Last night I joined the local photography meet-up group for a Milky Way shoot at Todd Lake. When we left Bend, the skies were clear but as we traveled toward the mountains we could see a heavy cloud bank covering the area of the mountain we would be shooting. Even so, we were hopeful that once the sun went down, the skies would clear.

Todd Lake
Clouds covering the mountain. 9:45 p.m., 17mm, .8 seconds, f/2.8, ISO 2500

It is about a 1/2 mile hike from the parking area at the lake to the spot where we would be shooting. It was still light enough for us to hike in without using our flashlights. The clouds were still covering the mountain but there were signs of it breaking up.

Milky Way over Mt. Bachelor
The Milky Way coming in from the left. 10:42 p.m., 17mm, 20 seconds, f/2.8, ISO 3200

And lo and behold, the clouds did disperse and we had a few hours of wonderful shooting. It got quite chilly once the sun went down and I was glad I had brought a headband, gloves, and my winter jacket.

Milky Way over Mt. Bachelor
Milky Way moving to the right. 11:00 p.m., 17mm, 20 seconds, f/2.8, ISO 3200

For the last few photos we experimented with increasing the length of the shot and covering the top half of the lens halfway through in order to get a little more detail in the water.

We finished our shoot around midnight. It was a wonderful evening.

Milky Way over Mt. Bachelor
19mm, 46 seconds, f/2.8, ISO 3200

You can see how the color of the light changed as the evening progressed.
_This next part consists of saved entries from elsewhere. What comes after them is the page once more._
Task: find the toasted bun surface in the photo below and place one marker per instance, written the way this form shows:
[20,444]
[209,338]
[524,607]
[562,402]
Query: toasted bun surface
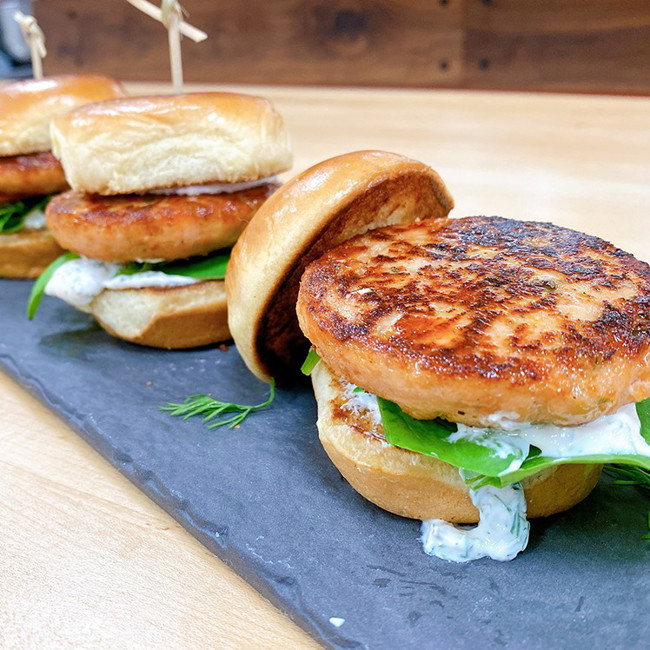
[26,254]
[143,143]
[418,486]
[185,316]
[31,175]
[27,108]
[467,318]
[315,211]
[126,228]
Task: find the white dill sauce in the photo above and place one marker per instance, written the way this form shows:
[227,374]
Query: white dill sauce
[34,219]
[502,531]
[78,282]
[501,534]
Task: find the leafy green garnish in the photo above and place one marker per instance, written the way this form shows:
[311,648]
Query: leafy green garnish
[626,475]
[212,267]
[210,408]
[13,215]
[489,464]
[310,362]
[431,438]
[38,289]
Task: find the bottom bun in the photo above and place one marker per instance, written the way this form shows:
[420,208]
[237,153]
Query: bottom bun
[26,254]
[417,486]
[185,316]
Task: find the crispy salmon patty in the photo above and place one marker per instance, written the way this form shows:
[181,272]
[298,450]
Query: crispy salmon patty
[151,227]
[482,319]
[30,175]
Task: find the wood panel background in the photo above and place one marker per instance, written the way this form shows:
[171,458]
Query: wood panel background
[580,45]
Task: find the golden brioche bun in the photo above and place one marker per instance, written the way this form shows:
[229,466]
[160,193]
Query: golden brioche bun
[27,108]
[318,209]
[143,143]
[26,253]
[418,486]
[177,317]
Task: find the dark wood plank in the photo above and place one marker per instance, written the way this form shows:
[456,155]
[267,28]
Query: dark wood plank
[349,42]
[578,45]
[594,45]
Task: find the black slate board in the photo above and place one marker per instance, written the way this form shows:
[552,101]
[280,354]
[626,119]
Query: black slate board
[266,500]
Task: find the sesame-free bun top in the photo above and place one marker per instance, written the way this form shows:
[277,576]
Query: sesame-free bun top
[144,143]
[317,210]
[27,108]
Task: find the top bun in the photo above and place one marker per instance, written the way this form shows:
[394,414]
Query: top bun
[28,107]
[144,143]
[317,210]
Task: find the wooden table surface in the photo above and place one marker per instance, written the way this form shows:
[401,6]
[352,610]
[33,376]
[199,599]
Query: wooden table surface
[86,560]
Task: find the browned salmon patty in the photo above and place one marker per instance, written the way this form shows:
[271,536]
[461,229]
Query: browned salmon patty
[151,227]
[31,175]
[483,318]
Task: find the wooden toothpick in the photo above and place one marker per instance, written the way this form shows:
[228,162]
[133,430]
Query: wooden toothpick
[34,37]
[170,14]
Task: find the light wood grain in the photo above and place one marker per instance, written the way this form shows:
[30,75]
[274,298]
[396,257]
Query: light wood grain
[87,561]
[575,45]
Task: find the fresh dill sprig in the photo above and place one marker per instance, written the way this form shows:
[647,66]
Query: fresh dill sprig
[210,408]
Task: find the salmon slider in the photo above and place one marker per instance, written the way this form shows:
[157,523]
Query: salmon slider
[475,371]
[162,187]
[29,173]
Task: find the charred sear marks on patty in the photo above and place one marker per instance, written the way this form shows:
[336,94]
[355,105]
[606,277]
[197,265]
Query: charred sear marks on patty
[139,227]
[483,295]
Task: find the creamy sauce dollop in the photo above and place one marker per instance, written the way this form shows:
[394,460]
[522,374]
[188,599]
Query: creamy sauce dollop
[618,433]
[35,219]
[214,188]
[78,282]
[502,531]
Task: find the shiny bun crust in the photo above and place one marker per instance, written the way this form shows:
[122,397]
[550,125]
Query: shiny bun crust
[28,107]
[142,143]
[315,211]
[26,254]
[420,487]
[185,316]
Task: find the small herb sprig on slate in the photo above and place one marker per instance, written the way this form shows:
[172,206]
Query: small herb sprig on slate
[210,408]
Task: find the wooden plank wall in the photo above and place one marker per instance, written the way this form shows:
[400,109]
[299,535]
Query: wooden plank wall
[578,45]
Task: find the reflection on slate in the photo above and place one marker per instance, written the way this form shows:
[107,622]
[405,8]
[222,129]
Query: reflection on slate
[266,500]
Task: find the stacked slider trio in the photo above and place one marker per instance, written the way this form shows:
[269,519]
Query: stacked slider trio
[29,174]
[161,189]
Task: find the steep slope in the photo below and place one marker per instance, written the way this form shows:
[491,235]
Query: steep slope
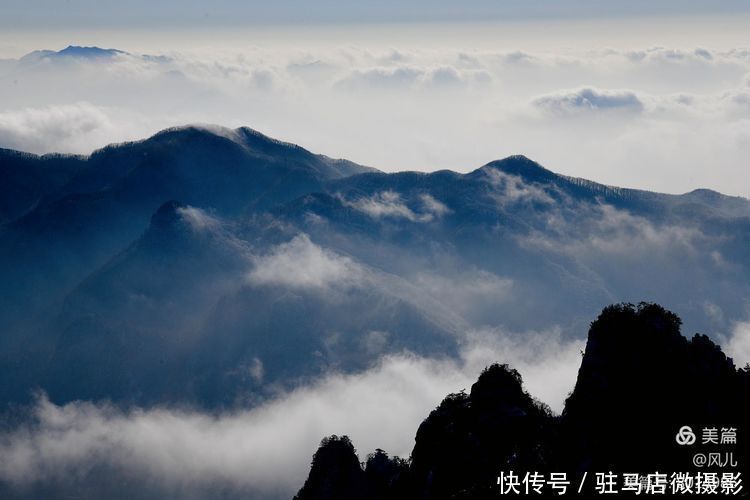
[25,179]
[640,381]
[192,313]
[109,201]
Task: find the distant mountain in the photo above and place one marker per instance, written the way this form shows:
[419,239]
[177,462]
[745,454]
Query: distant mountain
[639,383]
[224,263]
[71,52]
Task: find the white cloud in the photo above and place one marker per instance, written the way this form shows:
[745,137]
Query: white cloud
[651,117]
[300,263]
[589,99]
[67,128]
[738,343]
[389,204]
[510,189]
[267,450]
[199,219]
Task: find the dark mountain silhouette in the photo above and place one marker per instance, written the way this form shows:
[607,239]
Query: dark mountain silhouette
[71,52]
[640,381]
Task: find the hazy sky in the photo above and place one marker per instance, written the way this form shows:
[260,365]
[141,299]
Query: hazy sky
[653,95]
[139,13]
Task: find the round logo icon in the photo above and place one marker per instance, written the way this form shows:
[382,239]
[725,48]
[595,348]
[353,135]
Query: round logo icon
[685,436]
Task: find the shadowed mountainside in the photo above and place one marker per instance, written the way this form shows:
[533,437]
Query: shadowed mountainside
[212,266]
[640,381]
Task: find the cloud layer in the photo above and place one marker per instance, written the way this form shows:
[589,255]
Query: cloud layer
[266,450]
[664,118]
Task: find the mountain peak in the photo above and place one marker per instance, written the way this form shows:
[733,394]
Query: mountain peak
[521,166]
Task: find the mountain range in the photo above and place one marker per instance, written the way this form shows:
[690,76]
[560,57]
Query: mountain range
[639,384]
[213,266]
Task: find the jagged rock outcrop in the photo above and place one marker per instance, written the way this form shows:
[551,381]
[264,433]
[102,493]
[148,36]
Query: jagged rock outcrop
[640,381]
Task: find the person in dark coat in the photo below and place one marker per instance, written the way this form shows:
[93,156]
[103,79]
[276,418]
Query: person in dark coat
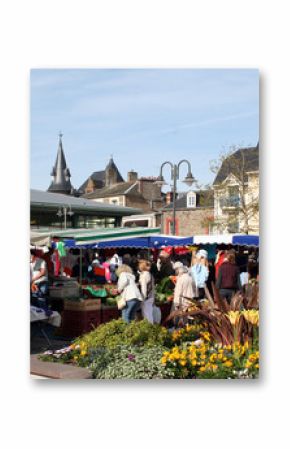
[228,281]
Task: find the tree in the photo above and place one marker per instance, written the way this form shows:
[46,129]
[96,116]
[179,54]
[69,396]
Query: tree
[235,190]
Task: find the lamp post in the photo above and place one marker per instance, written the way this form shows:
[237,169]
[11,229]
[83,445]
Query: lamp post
[189,180]
[64,211]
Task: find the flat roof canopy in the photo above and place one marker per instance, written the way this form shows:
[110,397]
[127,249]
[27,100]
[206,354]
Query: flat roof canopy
[40,200]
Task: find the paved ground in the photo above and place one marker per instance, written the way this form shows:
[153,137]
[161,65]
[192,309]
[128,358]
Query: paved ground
[38,342]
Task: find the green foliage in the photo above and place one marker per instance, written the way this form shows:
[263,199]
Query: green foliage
[130,362]
[118,333]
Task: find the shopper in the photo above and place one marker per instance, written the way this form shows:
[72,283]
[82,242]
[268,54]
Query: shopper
[129,292]
[184,288]
[200,272]
[228,281]
[164,266]
[146,282]
[38,277]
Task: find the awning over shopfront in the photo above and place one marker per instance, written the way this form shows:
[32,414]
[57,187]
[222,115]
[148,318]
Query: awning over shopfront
[227,239]
[89,237]
[153,241]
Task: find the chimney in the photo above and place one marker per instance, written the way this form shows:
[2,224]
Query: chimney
[132,176]
[168,198]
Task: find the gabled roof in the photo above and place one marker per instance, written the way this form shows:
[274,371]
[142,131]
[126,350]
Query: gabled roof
[129,189]
[232,164]
[98,178]
[60,172]
[111,165]
[204,198]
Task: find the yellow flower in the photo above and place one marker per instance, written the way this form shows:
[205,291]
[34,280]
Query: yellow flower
[205,335]
[228,363]
[234,317]
[252,316]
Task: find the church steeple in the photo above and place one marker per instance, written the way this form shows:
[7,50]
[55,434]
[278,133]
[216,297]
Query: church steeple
[60,173]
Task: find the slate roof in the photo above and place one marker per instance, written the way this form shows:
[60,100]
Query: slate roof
[204,198]
[116,189]
[233,163]
[99,177]
[60,172]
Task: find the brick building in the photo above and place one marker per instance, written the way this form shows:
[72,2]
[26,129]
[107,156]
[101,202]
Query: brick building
[194,213]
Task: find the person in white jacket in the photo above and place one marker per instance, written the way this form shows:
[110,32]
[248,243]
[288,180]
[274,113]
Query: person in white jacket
[184,288]
[146,282]
[129,292]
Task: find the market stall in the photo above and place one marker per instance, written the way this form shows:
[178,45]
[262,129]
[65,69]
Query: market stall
[86,303]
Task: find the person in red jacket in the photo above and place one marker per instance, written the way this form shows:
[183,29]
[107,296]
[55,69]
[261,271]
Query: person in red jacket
[228,281]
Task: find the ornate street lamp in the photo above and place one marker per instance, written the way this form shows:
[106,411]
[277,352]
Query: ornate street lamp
[188,180]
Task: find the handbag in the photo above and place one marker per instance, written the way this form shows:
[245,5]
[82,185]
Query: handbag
[121,303]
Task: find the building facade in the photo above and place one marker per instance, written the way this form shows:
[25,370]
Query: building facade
[236,193]
[194,214]
[137,192]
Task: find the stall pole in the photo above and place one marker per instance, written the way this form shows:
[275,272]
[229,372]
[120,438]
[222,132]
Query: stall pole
[81,266]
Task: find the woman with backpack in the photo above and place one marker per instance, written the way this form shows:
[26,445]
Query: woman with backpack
[130,293]
[146,282]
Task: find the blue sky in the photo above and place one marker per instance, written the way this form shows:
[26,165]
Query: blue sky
[140,116]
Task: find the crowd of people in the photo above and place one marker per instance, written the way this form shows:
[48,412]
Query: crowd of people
[136,275]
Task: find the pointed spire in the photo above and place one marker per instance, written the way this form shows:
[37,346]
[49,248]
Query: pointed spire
[60,172]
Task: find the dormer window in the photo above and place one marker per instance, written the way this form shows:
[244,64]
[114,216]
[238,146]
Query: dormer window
[191,199]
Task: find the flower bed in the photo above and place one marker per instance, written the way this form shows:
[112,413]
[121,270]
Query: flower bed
[141,350]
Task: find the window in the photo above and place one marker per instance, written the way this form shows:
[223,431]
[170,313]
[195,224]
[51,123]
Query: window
[191,199]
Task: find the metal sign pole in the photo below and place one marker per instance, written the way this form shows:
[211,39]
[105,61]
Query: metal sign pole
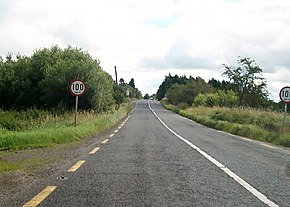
[77,100]
[285,115]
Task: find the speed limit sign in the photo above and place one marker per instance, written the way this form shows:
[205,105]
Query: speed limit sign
[285,94]
[77,87]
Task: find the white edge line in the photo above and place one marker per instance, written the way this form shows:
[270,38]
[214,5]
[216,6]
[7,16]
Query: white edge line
[242,182]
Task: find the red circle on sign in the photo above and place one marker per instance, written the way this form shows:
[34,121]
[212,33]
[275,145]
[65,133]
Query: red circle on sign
[77,87]
[284,94]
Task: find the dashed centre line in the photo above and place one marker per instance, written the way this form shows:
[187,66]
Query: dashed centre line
[76,166]
[105,141]
[36,200]
[94,150]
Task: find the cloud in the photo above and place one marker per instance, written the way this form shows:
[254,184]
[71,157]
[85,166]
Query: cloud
[148,39]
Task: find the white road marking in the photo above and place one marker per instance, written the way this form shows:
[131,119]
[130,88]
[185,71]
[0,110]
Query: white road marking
[94,150]
[105,141]
[242,182]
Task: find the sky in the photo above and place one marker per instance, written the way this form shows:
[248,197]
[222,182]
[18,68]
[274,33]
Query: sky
[148,39]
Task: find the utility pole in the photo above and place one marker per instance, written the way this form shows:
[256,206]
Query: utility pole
[116,75]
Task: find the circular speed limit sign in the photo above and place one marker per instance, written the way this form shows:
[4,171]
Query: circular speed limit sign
[285,94]
[77,88]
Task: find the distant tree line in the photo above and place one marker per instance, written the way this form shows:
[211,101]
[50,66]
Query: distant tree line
[42,81]
[246,87]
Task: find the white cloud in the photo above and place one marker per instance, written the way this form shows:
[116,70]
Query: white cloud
[148,39]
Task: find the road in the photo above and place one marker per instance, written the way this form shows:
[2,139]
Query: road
[158,158]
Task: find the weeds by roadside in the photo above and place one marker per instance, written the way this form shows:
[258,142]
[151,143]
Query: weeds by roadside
[19,130]
[255,124]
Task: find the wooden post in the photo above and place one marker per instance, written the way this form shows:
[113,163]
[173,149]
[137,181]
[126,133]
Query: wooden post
[116,75]
[77,100]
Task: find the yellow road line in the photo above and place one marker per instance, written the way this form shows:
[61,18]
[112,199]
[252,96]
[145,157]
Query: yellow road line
[36,200]
[105,141]
[76,166]
[94,150]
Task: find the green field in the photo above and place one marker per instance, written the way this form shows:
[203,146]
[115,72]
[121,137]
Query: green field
[39,129]
[260,125]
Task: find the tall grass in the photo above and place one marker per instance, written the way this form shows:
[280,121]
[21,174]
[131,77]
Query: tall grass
[19,130]
[255,124]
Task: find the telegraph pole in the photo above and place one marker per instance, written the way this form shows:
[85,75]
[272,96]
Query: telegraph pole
[116,75]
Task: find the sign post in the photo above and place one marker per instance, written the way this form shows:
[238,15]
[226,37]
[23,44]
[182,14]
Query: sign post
[77,88]
[285,98]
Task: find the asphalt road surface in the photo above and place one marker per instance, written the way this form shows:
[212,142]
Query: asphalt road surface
[158,158]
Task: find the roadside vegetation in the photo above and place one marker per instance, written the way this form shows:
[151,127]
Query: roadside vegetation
[239,106]
[37,109]
[39,130]
[252,123]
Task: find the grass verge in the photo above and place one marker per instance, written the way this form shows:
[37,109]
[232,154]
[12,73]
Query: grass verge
[254,124]
[48,135]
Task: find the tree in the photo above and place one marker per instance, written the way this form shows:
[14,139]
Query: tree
[42,80]
[185,93]
[121,81]
[131,83]
[146,96]
[168,82]
[247,82]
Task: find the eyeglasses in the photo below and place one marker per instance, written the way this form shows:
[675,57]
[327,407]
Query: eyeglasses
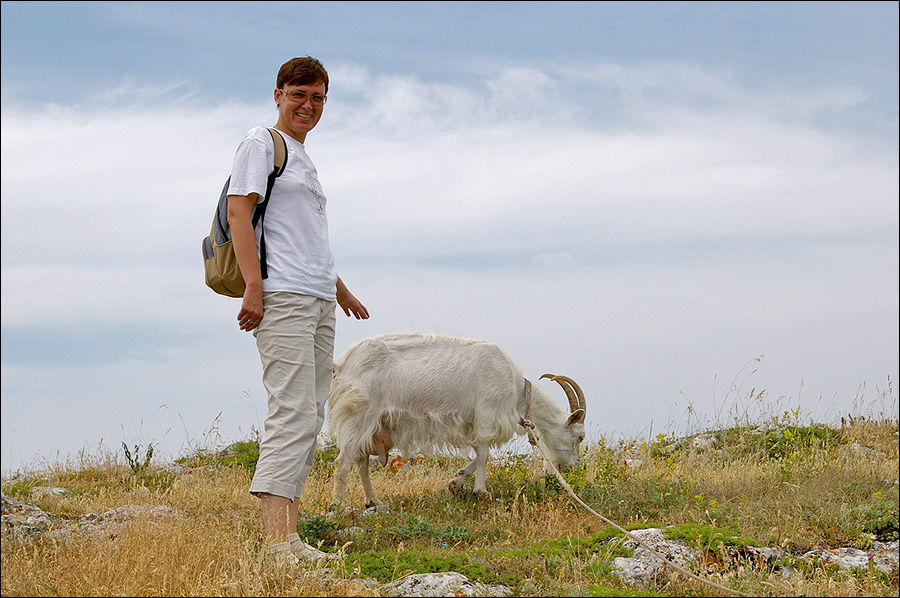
[301,96]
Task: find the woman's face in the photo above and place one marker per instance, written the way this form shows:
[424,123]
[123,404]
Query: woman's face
[299,108]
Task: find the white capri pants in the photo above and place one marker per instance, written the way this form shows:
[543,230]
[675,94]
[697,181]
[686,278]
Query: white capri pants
[296,346]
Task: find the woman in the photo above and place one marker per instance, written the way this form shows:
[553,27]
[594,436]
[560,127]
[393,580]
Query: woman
[292,311]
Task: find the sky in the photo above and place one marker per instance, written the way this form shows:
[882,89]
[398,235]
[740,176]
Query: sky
[689,208]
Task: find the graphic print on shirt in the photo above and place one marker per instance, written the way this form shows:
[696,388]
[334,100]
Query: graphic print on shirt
[313,182]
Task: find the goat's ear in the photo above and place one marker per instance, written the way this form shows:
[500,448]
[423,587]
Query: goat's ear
[576,417]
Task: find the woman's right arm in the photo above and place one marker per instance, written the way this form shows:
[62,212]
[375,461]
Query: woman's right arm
[243,240]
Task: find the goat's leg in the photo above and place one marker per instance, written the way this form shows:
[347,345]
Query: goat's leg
[341,471]
[363,463]
[456,483]
[481,454]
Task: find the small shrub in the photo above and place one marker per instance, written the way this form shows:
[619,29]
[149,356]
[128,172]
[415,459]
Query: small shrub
[316,529]
[138,466]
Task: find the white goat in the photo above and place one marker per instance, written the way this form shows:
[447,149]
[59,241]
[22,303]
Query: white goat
[421,392]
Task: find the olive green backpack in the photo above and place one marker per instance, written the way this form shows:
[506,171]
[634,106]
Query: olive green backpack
[222,272]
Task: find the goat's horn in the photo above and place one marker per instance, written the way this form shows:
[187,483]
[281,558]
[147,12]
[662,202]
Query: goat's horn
[581,402]
[573,400]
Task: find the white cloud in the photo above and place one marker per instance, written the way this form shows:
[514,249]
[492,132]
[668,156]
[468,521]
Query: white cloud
[649,258]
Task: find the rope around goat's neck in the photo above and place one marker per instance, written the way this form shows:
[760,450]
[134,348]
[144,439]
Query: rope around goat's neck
[537,442]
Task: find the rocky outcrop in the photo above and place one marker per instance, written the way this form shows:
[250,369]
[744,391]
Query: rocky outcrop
[448,583]
[21,519]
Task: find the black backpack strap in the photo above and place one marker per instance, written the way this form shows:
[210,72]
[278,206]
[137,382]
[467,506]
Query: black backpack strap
[280,163]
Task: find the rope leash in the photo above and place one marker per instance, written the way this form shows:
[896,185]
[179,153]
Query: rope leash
[536,442]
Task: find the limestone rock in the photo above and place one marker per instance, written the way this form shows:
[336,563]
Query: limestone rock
[448,583]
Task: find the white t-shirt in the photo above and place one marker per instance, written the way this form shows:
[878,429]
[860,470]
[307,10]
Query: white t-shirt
[298,253]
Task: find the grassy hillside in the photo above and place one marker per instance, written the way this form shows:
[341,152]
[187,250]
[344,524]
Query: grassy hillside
[797,487]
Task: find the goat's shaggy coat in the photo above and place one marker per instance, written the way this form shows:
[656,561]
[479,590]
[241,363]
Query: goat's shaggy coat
[425,393]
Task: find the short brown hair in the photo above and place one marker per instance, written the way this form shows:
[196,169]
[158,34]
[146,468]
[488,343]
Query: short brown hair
[302,71]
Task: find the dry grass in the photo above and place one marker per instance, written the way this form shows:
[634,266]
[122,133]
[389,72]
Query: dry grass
[803,492]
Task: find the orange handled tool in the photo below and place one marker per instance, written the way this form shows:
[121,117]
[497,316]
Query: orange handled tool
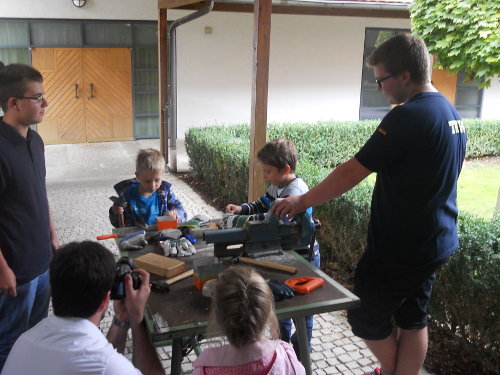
[107,236]
[305,284]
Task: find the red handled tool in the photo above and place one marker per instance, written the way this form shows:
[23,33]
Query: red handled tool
[305,284]
[107,236]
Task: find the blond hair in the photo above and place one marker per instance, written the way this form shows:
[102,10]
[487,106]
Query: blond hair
[401,53]
[149,160]
[279,153]
[243,306]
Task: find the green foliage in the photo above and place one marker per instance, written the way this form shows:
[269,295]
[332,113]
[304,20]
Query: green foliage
[463,34]
[466,294]
[483,137]
[466,298]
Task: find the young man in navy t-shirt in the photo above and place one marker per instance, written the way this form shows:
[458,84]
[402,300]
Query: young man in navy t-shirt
[27,232]
[417,152]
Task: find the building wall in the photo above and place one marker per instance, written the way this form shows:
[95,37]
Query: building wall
[314,74]
[491,100]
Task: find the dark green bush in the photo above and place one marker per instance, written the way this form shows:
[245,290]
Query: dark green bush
[466,294]
[483,137]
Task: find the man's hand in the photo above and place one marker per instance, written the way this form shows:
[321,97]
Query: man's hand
[117,210]
[289,206]
[135,299]
[232,209]
[7,282]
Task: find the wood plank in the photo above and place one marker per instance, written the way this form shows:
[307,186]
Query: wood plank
[446,83]
[160,265]
[260,79]
[162,79]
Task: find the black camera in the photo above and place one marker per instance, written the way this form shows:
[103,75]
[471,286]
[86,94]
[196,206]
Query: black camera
[123,267]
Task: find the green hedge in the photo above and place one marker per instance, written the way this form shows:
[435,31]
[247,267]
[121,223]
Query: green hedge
[466,294]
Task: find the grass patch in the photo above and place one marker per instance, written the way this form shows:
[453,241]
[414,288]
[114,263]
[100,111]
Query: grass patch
[478,188]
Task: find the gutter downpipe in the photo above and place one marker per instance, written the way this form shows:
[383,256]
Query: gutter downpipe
[170,107]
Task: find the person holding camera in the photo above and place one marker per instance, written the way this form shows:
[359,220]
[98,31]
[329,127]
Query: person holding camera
[82,276]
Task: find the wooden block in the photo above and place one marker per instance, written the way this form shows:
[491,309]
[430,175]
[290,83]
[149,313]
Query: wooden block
[160,265]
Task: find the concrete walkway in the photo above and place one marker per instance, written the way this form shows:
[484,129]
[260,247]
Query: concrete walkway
[80,179]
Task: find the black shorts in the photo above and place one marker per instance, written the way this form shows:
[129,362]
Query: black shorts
[388,294]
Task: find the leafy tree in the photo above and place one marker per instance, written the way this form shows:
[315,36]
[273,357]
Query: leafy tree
[464,35]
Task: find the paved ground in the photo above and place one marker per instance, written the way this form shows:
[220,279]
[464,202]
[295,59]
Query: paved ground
[80,178]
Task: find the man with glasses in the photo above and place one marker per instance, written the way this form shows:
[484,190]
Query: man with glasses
[417,152]
[27,233]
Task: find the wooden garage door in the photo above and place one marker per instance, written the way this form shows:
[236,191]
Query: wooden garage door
[89,91]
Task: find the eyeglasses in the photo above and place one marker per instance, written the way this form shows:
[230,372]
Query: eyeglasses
[379,81]
[37,98]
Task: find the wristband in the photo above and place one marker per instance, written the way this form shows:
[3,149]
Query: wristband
[121,323]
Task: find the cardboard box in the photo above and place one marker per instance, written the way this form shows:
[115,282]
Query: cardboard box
[160,265]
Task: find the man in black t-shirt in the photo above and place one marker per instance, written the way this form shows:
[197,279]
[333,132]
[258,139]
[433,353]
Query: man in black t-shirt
[417,152]
[27,234]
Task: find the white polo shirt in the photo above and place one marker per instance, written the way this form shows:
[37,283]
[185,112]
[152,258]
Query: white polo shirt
[62,346]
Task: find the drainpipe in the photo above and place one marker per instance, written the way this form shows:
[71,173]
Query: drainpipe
[170,107]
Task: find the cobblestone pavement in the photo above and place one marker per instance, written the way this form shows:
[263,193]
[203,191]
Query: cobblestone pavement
[80,179]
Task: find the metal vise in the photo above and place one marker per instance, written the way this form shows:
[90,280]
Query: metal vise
[264,236]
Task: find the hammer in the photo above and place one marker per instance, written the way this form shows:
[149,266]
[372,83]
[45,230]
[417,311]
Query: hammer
[120,201]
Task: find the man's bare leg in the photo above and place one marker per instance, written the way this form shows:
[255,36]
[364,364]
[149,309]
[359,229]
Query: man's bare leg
[412,348]
[403,354]
[386,351]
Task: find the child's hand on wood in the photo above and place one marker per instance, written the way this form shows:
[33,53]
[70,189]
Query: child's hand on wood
[173,214]
[232,209]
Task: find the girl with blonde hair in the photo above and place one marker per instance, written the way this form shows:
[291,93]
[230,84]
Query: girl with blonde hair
[243,308]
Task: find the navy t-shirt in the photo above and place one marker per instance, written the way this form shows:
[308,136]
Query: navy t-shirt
[24,216]
[417,151]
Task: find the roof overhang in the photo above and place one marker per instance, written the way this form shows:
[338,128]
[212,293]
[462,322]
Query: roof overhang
[361,8]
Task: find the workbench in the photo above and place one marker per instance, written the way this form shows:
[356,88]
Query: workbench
[182,313]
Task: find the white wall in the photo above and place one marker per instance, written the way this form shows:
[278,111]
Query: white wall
[93,9]
[491,100]
[315,64]
[315,68]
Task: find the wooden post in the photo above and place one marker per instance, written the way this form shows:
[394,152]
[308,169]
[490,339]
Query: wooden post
[162,77]
[261,44]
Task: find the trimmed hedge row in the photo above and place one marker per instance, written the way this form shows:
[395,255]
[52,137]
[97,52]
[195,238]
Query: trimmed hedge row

Milky Way over Mt. Bachelor
Milky Way over Mt. Bachelor, 17mm, 46 seconds, f/2.8, ISO 3200

Maralee

 

16 Replies to “Milky Way at Todd Lake”

  1. Very nice . . . I’m curious about the difference between what you saw with your naked eyes and the photos.

    I’ve been to a few places where I could “see”” the Milky Way but still barely a hint of it.

    I don’t see star trails in the 46 seconds exposure. Did you use something that tracked the movement? Or it’s not evident even at nearly a minute?

    1. I could see the Milky Way with the naked eye but the camera sees it much better. For the 46 second shots I covered the top half of the lens after 20 seconds to get more exposure on the lake so there wasn’t much movement with the stars. I did very little processing with these photos. Added a little clarity and a tiny bit of vibrancy in Lightroom.